Le but initial principal que s'étaient fixés les auteurs de l'initiative, à savoir lutter contre le chômage, a perdu de son importance: le nombre des demandeurs d'emploi et des chômeurs a sensiblement diminué depuis le lancement de l'initiative, au printemps 1998. Pour les raisons que nous venons d'évoquer, il est peu probable que la diminution généralisée de la durée du travail qui est proposée réduise voire supprime le chômage.

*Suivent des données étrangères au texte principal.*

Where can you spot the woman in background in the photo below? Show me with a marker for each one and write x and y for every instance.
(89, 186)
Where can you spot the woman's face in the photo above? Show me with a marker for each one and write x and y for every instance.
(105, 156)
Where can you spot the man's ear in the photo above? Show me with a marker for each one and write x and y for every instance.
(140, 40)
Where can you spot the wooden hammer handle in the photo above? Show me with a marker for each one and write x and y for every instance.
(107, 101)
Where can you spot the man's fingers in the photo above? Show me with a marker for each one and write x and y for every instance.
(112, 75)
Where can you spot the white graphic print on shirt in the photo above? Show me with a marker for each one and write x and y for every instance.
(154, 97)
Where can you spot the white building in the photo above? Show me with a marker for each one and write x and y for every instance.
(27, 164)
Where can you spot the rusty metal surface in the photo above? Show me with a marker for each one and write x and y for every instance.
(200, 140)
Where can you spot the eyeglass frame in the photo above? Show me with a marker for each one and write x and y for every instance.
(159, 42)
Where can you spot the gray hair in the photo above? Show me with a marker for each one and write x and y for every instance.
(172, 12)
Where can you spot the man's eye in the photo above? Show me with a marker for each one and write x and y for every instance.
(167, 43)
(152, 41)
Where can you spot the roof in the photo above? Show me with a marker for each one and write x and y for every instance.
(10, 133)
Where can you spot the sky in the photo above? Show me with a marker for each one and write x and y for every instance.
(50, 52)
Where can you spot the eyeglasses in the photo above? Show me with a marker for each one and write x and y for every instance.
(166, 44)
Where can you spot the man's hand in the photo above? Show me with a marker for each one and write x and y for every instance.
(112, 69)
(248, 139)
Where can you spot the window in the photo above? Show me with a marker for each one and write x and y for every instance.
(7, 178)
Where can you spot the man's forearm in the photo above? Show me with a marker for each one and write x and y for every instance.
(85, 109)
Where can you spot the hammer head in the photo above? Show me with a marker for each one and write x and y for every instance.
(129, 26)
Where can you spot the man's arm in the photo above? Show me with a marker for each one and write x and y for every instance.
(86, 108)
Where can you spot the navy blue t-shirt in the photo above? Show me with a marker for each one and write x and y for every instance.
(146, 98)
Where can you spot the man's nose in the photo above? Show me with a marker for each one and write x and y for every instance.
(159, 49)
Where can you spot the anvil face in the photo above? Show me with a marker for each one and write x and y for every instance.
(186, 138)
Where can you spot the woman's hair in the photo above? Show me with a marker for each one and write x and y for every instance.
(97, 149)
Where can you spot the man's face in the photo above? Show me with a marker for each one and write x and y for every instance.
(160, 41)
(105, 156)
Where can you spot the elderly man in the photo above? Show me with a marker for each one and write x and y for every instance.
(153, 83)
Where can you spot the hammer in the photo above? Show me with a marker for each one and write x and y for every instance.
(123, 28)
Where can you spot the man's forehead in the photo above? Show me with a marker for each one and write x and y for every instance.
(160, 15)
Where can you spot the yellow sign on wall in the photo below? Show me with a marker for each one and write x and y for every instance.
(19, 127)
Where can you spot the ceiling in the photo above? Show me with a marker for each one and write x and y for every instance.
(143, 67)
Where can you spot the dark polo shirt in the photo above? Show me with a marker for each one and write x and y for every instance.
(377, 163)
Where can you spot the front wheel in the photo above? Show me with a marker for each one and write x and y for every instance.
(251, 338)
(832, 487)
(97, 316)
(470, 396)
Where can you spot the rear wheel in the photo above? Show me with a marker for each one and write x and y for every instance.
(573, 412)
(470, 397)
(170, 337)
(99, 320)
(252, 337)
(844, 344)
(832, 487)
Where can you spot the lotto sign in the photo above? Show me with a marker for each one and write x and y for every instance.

Parvenir à une redistribution des activités rémunérées et non rémunérées entre femmes et hommes grâce à cette initiative, apparaît également incertain. Cela dépend bien plus de la volonté de la société. Le fait qu'une initiative populaire fédérale intitulée «Répartition du travail» (FF 1999 2412) et qui visait un but correspondant n'ait pas abouti, démontre que cet objectif ne serait vraisemblablement pas porté par la population. La réduction générale de la durée du travail de six heures en moyenne par semaine, demandée par la présente initiative, accorderait certes objectivement plus de temps pour les activités accessoires, pour les soins aux enfants ou ceux à des membres âgés de la famille, pour des aides aux voisins et d'autres activités non rémunérées. Dans ce sens, une diminution générale de la durée du travail pourrait quelque peu contribuer à un meilleur équilibre entre la vie professionnelle et la vie familiale. Savoir si les travailleurs consacreraient effectivement ce temps libre au travail familial ou à d'autres activités non rémunérées est cependant une autre question. Pour que les parents puissent combiner le travail rémunéré et les soins familiaux, d'autres mesures seraient nécessaires, comme par exemple l'amélioration des possibilités d'accueil externes à la famille (crèches, écoles de jour). Ceci ne peut toutefois pas être réalisé par le biais de la présente initiative et ne peut également être ordonné par la Confédération aux communautés compétentes.

3807

Le troisième objectif fixé, à savoir améliorer la qualité de vie grâce à plus de temps libre, serait atteint dans une large mesure. Il est toutefois légitime de se demander si un temps de travail bien rempli et une activité satisfaisante ne font pas aussi partie de la qualité de vie, et si une durée du travail réduite est forcément synonyme, pour tous les travailleurs, d'une augmentation de la qualité de vie. Enfin, une réduction généralisée de la durée du travail comporte aussi des risques, et non des moindres (tels que des sacrifices salariaux pour les revenus plus élevés ou une perte éventuelle de la place de travail), qui peuvent venir gâcher le temps libre.

8

Conclusion

Le Conseil fédéral rejette l'initiative populaire «pour une durée du travail réduite» pour des raisons économiques, de marché du travail, juridiques et pratiques. La diminution progressive du temps de travail, assortie d'une garantie de salaire pour les petits et moyens revenus, serait lourde de conséquences ­ parfois imprévisibles ­ pour notre économie. Une réglementation rigide de la durée du travail, applicable à tous les travailleurs au niveau constitutionnel, ne saurait répondre aux besoins des différentes branches et entreprises. Le Conseil fédéral est en principe favorable à une réduction de la durée du travail mais celle-ci doit avant tout demeurer l'affaire des partenaires sociaux, qui peuvent le mieux mesurer jusqu'à quel point elle est possible dans leur branche. Cette solution garantit également à l'économie suisse la flexibilité dont elle a besoin pour faire face aux fluctuations conjoncturelles. Bien entendu, il n'est pas exclu qu'à l'avenir des modifications interviennent au niveau de la loi. Le Parlement s'est toutefois opposé à rediscuter les dispositions sur la durée maximale du travail dans le cadre de la récente révision de la loi sur le travail.

Pour toutes ces raisons, le Conseil fédéral propose aux Chambres de recommander au peuple et aux cantons de rejeter sans contre-projet l'initiative populaire «pour une durée du travail réduite».